"Swiss Customs." by Miss Cecile Gohl.
Publication: Eagle, Mary Kavanaugh Oldham, ed. The Congress of Women: Held in the Woman's Building, World's Columbian Exposition, Chicago, U. S. A., 1893. Chicago, Ill: Monarch Book Company, 1894. pp. 316-317.
|MISS CECILE GOHL.|
Switzerland, your tiny sister republic, has long been reputed as one of the show-places of the world, attracting tourists of all countries to admire our professional beauties, the Alps. This year, however, the pendulum has been pleased to swing the other way, and, behold! Chicago has become the show-place of the globe–for just one season. All Europeans who can afford it are flocking Chicagoward, and all loyal Americans are supposed to stay at home doing the honors of this wonderful country to the foreigners.
Considering the poor business outlook for Switzerland under these circumstances, she could easily have spared a mountain or two to represent her as loan exhibits in Chicago. She might even have been coaxed to send the "Jungfrau," if America, with her superior engineering skill and powerful machinery, had assumed charge of the transfer and given a guarantee to return the exhibit in good condition. My country is very little, but it has standing exhibits so very large as to realize even Chicago's standard of greatness.

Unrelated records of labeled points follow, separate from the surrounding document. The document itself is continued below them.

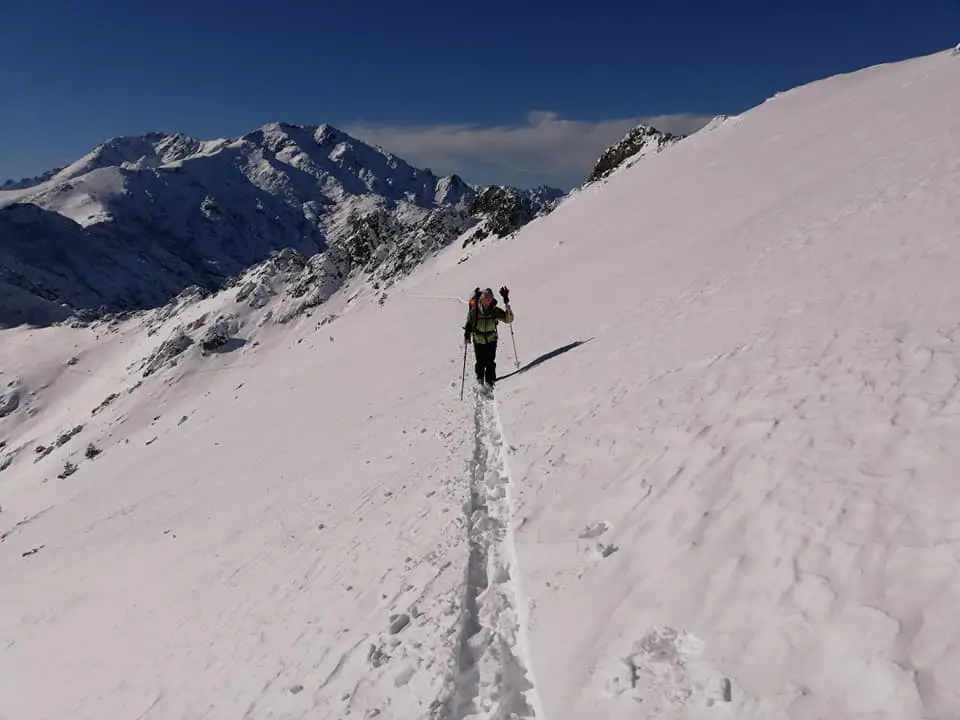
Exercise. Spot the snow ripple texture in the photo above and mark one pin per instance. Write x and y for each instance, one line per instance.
(493, 677)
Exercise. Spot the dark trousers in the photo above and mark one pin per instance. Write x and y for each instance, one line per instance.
(486, 367)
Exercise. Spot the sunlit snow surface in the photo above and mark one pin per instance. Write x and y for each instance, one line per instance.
(724, 485)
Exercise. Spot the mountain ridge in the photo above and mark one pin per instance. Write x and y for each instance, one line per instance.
(156, 213)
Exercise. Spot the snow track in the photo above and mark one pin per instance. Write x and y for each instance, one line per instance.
(493, 677)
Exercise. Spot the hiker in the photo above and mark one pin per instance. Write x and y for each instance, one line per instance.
(481, 326)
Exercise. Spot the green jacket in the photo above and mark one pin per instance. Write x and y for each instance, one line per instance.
(482, 324)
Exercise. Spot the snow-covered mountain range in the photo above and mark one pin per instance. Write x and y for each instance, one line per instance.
(140, 219)
(640, 141)
(717, 477)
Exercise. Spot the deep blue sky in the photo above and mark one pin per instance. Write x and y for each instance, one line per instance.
(74, 73)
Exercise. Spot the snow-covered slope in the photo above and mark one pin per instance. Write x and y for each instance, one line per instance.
(723, 484)
(639, 142)
(139, 219)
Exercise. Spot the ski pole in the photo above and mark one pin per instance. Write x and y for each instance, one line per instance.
(513, 337)
(463, 376)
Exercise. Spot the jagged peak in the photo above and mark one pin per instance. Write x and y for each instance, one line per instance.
(640, 138)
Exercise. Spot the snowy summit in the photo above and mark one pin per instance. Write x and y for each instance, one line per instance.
(140, 219)
(717, 478)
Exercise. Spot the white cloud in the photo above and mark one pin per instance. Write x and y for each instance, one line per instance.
(546, 148)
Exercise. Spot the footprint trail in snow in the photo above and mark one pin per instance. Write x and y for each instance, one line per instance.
(493, 678)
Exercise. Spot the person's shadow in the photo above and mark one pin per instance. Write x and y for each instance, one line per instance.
(546, 356)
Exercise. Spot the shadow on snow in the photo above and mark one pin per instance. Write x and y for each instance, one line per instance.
(546, 356)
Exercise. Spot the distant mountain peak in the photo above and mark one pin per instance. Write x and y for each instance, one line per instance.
(642, 139)
(139, 218)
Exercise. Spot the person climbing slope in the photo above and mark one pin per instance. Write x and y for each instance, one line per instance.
(481, 326)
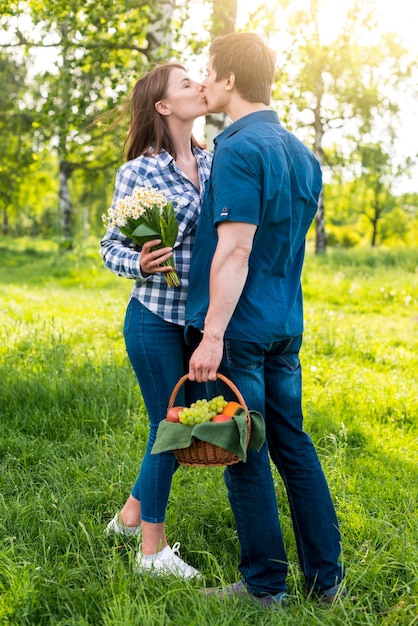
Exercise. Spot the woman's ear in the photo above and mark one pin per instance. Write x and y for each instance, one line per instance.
(162, 107)
(230, 82)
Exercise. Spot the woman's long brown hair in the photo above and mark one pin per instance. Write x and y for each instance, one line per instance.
(148, 132)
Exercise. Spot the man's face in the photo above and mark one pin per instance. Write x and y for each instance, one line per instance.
(216, 95)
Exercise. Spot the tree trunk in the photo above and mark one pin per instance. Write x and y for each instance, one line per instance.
(159, 32)
(224, 15)
(65, 204)
(320, 236)
(5, 223)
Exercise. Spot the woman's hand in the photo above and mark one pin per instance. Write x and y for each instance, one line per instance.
(150, 261)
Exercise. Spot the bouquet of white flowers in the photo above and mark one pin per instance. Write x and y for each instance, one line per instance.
(144, 215)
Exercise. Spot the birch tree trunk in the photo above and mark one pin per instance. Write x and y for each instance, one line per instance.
(159, 32)
(224, 15)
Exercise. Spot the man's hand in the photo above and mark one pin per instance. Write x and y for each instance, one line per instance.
(206, 359)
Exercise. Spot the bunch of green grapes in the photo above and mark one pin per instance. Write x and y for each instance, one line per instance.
(202, 411)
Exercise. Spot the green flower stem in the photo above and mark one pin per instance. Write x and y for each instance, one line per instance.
(172, 277)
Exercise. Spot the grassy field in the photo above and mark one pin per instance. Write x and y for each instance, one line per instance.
(73, 429)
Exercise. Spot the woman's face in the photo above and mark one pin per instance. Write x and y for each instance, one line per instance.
(184, 97)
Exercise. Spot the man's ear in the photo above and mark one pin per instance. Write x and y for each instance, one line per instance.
(163, 108)
(230, 82)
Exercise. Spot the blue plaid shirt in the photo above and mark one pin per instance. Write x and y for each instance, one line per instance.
(122, 256)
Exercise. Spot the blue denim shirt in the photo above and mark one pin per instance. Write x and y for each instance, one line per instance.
(263, 175)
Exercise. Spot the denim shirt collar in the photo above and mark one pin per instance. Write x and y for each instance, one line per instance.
(266, 116)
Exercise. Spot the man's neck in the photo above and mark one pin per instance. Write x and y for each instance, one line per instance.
(239, 108)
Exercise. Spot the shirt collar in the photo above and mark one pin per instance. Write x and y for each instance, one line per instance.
(246, 120)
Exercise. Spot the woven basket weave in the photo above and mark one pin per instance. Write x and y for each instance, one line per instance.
(202, 453)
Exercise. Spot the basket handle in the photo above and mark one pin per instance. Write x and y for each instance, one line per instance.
(226, 380)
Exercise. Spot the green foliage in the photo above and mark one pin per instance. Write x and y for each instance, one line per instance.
(73, 429)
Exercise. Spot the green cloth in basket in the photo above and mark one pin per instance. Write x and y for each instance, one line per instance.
(230, 435)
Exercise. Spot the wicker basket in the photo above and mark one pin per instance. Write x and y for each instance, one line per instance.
(202, 453)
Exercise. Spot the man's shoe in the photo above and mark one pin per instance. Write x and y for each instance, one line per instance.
(239, 590)
(114, 527)
(166, 562)
(333, 594)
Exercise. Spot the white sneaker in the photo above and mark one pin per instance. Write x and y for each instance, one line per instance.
(114, 527)
(166, 562)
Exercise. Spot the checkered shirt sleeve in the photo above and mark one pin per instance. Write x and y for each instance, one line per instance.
(122, 256)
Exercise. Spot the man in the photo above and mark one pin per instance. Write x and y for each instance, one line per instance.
(247, 300)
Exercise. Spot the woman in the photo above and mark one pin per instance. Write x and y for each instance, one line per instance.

Old as the "Jungfrau" is, she enjoys the reputation of everlasting beauty; and besides, she would have made herself eminently useful as a refrigerator in the dog days in Jackson Park. You could not have set her up here, for fear of dwarfing the show; you would have had to place her in the lake.
Suppose Mount Washington or Pike's Peak had heard of, or caught a glimpse of, the "Jungfrau" on her journey, and had asked her to stay on this side of the ocean and become, at her option, "Mrs. Pike's Peak," or "Mrs. Mount Washington," there would be, for once, a prospect of a well-matched, solidly-based international marriage.
American travelers in relation to the Swiss custom of tips. Switzerland a crazy quilt. Diversity of races, languages and religions. The engine an enemy to old customs. Superstition, inherited and developed. The village quack and his working method. Quack cure vs. faith cure. Einsiedeln. Customs connected with birth, marriage, death. Easter customs and sports. Ascension Day and ascent of mountains. Swiss people like whipped cream and believe in whipping of children. Traveling schools. Maiden Sunday. Moving to the mountains in the merry month of May. Kuhreihen and Jodel. The magic power of a simple strain. Poetic nature and prosy business on the Alps. The great Canadian cheese eclipsing the record of [Page 317] Swiss cheese. Wrestling match. The Swiss a singing, shooting, athletic people. Cultivation of patriotism. Little Helvetia and great Columbia.
Miss Cecile Gohl is a native of Switzerland. She was educated in Switzerland and spent ten years as a teacher in Sweden. She has traveled in Germany, England, Sweden, Canada and the United States. Her principal literary works are contributions to the Swedish and American press. Her profession is that of teacher, linguist, journalist and lecturer. In religious faith she is Unitarian. Her postoffice address is No. 457 Twenty-first Street, New York City.